On Fri, 23 Feb 2024 17:35:24 -0800
Saravana Kannan <saravanak@google.com> wrote:

> On Fri, Feb 23, 2024 at 8:18 AM Luca Ceresoli <luca.ceresoli@bootlin.com> wrote:
> >
> > Hello Saravana,
> >
> > [+cc Hervé Codina]
> >
> > On Tue,  6 Feb 2024 17:18:01 -0800
> > Saravana Kannan <saravanak@google.com> wrote:
> >  
> > > After commit 4a032827daa8 ("of: property: Simplify of_link_to_phandle()"),
> > > remote-endpoint properties created a fwnode link from the consumer device
> > > to the supplier endpoint. This is a tiny bit inefficient (not buggy) when
> > > trying to create device links or detecting cycles. So, improve this the
> > > same way we improved finding the consumer of a remote-endpoint property.
> > >
> > > Fixes: 4a032827daa8 ("of: property: Simplify of_link_to_phandle()")
> > > Signed-off-by: Saravana Kannan <saravanak@google.com>  
> >
> > After rebasing my own branch on v6.8-rc5 from v6.8-rc1 I started
> > getting unexpected warnings during device tree overlay removal.
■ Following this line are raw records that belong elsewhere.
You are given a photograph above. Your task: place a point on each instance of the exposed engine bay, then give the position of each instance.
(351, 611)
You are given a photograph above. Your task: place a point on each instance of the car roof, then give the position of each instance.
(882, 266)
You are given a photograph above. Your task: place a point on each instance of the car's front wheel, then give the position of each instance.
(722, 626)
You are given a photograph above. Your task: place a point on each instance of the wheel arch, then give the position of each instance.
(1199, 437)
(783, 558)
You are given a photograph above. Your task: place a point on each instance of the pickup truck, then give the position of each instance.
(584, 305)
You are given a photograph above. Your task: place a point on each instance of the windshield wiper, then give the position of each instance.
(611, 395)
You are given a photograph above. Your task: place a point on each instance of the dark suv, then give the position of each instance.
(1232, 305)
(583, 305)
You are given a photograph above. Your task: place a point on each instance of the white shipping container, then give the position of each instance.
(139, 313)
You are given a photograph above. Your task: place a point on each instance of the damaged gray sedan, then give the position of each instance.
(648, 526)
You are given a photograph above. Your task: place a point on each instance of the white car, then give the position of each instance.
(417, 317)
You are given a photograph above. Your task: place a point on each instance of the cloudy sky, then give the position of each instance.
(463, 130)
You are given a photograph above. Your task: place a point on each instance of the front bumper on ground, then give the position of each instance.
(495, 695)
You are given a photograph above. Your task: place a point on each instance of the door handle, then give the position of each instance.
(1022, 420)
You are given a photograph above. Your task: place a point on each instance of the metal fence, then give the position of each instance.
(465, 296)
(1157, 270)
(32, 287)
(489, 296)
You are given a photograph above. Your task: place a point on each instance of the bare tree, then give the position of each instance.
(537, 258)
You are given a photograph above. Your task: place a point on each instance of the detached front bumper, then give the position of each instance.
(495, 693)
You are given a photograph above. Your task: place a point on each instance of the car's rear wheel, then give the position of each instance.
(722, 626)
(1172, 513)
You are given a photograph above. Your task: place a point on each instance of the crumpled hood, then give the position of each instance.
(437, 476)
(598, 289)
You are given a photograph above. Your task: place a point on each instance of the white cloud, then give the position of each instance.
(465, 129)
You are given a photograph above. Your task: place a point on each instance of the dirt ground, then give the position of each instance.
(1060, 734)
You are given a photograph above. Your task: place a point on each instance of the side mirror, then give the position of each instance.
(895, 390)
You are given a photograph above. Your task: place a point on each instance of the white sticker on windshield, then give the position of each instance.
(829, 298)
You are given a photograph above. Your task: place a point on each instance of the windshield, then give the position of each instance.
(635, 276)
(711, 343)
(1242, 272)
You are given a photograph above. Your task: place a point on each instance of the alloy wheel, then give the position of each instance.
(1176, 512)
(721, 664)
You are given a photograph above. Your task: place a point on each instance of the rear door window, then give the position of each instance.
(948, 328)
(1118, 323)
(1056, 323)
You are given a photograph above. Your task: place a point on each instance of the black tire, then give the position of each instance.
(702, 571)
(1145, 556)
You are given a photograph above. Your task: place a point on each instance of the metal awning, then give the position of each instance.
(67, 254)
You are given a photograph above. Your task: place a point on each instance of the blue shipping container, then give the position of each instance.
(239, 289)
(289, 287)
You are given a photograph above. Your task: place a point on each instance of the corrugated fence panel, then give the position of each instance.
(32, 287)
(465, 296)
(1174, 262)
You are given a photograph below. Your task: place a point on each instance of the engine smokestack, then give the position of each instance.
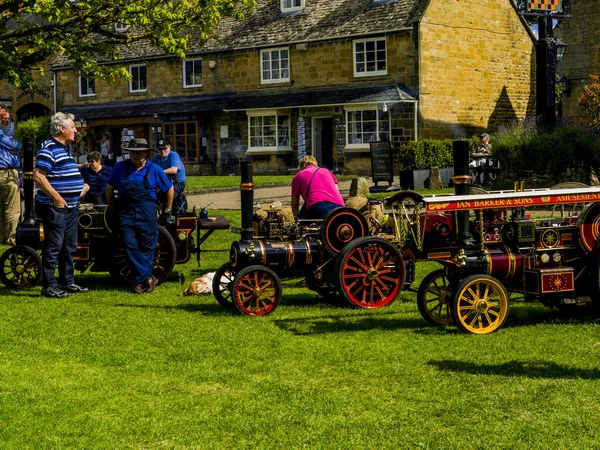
(29, 216)
(462, 181)
(247, 199)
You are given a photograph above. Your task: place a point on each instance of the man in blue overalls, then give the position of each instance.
(137, 181)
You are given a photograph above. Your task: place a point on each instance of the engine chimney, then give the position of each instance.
(462, 181)
(247, 199)
(29, 216)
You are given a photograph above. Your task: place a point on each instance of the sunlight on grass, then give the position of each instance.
(111, 369)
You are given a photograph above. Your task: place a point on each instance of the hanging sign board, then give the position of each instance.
(382, 162)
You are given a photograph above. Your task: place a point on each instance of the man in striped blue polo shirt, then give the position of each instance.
(60, 184)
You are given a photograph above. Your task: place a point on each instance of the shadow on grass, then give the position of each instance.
(344, 324)
(529, 369)
(212, 309)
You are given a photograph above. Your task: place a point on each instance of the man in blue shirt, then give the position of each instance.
(95, 177)
(173, 168)
(10, 197)
(60, 184)
(137, 181)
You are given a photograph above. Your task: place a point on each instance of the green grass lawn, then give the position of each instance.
(114, 370)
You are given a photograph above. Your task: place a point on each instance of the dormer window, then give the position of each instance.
(292, 5)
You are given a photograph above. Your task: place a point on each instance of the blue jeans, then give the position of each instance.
(60, 243)
(139, 230)
(317, 211)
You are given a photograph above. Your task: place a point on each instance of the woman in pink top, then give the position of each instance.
(318, 188)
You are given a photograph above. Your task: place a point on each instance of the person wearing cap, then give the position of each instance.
(484, 146)
(95, 177)
(481, 160)
(137, 181)
(57, 176)
(172, 166)
(10, 198)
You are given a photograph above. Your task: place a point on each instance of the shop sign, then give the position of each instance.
(320, 110)
(181, 118)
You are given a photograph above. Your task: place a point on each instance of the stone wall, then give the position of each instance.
(322, 65)
(477, 66)
(581, 33)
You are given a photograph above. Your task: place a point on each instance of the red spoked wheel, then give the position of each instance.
(256, 291)
(341, 226)
(21, 267)
(370, 272)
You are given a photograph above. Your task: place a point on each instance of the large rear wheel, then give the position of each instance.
(480, 305)
(370, 272)
(256, 291)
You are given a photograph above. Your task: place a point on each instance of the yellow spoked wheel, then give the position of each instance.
(480, 305)
(434, 298)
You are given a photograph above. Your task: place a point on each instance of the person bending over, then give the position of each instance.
(318, 188)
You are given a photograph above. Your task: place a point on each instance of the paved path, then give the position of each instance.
(230, 198)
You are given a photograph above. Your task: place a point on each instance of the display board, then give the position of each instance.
(382, 162)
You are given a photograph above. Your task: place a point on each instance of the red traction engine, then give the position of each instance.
(336, 256)
(525, 242)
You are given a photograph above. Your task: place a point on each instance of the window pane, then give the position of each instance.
(192, 150)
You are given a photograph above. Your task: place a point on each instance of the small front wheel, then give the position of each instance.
(480, 305)
(256, 291)
(21, 267)
(222, 285)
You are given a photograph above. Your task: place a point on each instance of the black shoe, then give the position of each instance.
(74, 288)
(54, 292)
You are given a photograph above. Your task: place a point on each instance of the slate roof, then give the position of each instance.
(234, 102)
(320, 20)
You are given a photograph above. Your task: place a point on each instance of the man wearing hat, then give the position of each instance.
(480, 161)
(484, 146)
(173, 168)
(137, 181)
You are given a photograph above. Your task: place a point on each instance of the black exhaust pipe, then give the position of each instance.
(247, 199)
(29, 216)
(462, 181)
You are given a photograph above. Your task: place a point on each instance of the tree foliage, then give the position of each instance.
(589, 100)
(32, 31)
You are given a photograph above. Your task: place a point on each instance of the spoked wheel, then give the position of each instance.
(256, 291)
(21, 267)
(480, 305)
(434, 298)
(222, 285)
(371, 272)
(164, 259)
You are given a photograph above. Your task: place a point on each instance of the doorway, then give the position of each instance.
(322, 141)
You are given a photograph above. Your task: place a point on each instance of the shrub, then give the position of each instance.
(37, 128)
(589, 100)
(426, 153)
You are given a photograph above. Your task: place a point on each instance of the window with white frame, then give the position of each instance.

After a
> > somewhat painful bisection I identified this patch as the one that
> > triggers it all.  
> 
> Thanks for the report.
> 
> >  
> > > ---
> > > --- a/drivers/of/property.c
> > > +++ b/drivers/of/property.c
> > > @@ -1232,7 +1232,6 @@ DEFINE_SIMPLE_PROP(pinctrl5, "pinctrl-5", NULL)
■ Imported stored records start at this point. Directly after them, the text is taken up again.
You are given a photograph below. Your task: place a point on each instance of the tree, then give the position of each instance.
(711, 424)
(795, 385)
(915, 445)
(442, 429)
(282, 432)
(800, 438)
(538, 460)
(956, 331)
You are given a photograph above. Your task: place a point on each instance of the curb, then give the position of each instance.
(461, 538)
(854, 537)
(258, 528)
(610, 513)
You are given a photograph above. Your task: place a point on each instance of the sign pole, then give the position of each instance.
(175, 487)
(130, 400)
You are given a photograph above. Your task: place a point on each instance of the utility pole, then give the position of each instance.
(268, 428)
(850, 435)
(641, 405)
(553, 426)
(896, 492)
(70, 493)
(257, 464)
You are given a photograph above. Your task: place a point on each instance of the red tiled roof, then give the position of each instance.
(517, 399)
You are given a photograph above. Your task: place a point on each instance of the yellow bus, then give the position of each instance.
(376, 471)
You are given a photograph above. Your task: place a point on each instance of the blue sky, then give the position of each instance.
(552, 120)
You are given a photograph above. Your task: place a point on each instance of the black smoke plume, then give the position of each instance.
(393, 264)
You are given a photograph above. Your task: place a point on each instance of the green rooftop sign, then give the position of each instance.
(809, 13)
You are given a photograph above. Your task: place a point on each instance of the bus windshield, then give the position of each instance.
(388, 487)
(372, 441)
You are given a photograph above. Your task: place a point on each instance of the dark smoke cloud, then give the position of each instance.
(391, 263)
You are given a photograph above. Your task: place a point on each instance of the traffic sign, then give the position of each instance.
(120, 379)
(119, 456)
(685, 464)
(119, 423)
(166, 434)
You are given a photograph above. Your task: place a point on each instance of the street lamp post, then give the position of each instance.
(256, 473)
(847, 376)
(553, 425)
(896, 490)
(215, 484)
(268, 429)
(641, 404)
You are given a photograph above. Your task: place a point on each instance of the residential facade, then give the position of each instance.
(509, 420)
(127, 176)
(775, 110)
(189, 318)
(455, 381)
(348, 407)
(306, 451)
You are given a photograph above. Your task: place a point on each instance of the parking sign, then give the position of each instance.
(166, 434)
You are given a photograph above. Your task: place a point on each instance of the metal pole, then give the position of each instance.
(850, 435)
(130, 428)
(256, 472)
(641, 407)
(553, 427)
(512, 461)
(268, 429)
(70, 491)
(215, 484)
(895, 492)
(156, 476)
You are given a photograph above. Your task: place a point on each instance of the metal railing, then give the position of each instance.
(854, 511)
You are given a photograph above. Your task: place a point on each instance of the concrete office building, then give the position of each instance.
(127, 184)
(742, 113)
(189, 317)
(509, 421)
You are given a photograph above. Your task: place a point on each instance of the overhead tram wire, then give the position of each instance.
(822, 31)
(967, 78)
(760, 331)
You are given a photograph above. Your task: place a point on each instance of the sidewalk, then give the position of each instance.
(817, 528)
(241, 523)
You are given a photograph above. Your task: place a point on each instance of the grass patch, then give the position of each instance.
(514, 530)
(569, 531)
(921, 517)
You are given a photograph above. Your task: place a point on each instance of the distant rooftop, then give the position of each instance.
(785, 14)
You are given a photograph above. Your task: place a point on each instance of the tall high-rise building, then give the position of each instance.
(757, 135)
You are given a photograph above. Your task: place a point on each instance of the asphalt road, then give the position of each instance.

> > >  DEFINE_SIMPLE_PROP(pinctrl6, "pinctrl-6", NULL)
> > >  DEFINE_SIMPLE_PROP(pinctrl7, "pinctrl-7", NULL)
> > >  DEFINE_SIMPLE_PROP(pinctrl8, "pinctrl-8", NULL)
> > > -DEFINE_SIMPLE_PROP(remote_endpoint, "remote-endpoint", NULL)
> > >  DEFINE_SIMPLE_PROP(pwms, "pwms", "#pwm-cells")
> > >  DEFINE_SIMPLE_PROP(resets, "resets", "#reset-cells")
> > >  DEFINE_SIMPLE_PROP(leds, "leds", NULL)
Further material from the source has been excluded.